Durch eine systemwidrige Ausweitung des Regelungsbereichs des Fernmeldegeheimnisses sollen nach den neuen Regeln nun sämtliche Datenverarbeitungsszenarien erfasst werden, die mit Telekommunikation an sich gar nichts zu tun haben. Dazu gehört auch die aus dem Internet der Dinge bekannte Machine-to-Machine-Kommunikation. Solche Anwendungen werden unter dem Mantel des Datenschutzes denselben strikten Vertraulichkeitsregeln unterstellt. Diese Änderungen werden Webseitenbesuche für Nutzer nicht nur erschweren, sondern auch Webseitenbetreiber zwingen, kostenfreie – weil werbefinanzierte – Dienste künftig ohne Datenverarbeitungsmodelle anzubieten, wenn ein Nutzer in die werbebedingte Nutzung seiner Daten einwilligt.

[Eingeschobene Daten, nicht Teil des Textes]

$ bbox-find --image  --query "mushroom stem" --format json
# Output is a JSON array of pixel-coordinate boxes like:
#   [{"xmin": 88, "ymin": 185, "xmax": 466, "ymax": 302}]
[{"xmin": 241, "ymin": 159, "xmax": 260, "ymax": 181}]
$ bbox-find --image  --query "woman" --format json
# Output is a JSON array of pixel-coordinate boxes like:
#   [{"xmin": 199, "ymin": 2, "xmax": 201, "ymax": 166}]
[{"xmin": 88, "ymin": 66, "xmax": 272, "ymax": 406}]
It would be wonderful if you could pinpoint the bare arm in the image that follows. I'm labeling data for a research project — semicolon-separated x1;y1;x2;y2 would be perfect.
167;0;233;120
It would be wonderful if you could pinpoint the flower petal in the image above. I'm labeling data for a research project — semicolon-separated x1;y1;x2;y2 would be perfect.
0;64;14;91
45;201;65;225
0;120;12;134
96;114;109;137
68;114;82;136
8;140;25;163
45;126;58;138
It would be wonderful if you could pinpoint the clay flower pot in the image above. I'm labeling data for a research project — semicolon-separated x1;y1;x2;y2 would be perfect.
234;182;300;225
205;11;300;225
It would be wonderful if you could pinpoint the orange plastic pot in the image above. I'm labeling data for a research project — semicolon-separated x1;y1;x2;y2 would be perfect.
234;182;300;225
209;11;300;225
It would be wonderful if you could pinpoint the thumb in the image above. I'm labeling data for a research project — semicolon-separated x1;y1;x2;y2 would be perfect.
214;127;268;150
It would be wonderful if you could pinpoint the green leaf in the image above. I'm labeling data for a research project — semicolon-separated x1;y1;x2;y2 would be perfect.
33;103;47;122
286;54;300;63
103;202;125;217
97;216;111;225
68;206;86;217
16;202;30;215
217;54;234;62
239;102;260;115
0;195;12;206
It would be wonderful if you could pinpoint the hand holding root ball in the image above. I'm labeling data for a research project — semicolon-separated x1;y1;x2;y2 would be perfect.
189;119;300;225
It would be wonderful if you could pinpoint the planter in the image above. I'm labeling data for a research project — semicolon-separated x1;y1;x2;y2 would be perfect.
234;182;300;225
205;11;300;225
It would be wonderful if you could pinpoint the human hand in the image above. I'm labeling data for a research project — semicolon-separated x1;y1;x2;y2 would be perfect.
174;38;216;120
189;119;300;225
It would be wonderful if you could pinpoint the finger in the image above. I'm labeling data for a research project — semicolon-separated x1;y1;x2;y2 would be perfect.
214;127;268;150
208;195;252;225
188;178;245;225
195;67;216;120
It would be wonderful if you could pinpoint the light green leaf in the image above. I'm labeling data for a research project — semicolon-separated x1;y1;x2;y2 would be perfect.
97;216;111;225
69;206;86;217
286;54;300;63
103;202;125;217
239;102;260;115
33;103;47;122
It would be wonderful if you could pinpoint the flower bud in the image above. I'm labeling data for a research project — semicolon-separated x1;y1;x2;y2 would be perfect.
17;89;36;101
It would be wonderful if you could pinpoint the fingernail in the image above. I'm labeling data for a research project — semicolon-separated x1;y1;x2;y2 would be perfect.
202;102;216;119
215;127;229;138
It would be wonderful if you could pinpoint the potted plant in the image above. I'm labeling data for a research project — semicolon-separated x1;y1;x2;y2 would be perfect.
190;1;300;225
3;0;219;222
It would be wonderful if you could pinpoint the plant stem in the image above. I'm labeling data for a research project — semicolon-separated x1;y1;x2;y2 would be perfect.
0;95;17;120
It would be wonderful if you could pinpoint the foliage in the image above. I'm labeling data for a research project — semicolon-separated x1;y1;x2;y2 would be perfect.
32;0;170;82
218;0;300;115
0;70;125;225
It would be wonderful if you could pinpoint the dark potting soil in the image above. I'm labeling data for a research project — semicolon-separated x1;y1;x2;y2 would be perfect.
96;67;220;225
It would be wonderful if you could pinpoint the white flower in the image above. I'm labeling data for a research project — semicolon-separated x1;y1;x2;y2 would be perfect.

Auch der Browser soll Datenverarbeitungen von Drittanbietern per default verhindern – so kann Privacy-by-design nicht funktionieren. Dies ist Pseudo-Datenschutz als Wirtschaftsrecht, und die Konsequenzen werden weit über die Digitale Wirtschaft hinaus spürbar sein: Angebote werden verschwinden oder kostenpflichtig, und Nutzer, die sich umentscheiden, werden mit unzähligen Einwilligungsaufforderungen und seitenlangen Informationstexten konfrontiert. Eine Einwilligung für jede Webseite und jede Verarbeitung müsste der Browser speichern und wird damit zum Zugangswächter. Einwilligungs-Plattformen, die heute schon den Markt dominieren, werden durch diese Regeln weiter gestärkt. Neue europäische Geschäftsmodelle und einen starken digitalen Binnenmarkt werden so bereits im Ansatz erstickt.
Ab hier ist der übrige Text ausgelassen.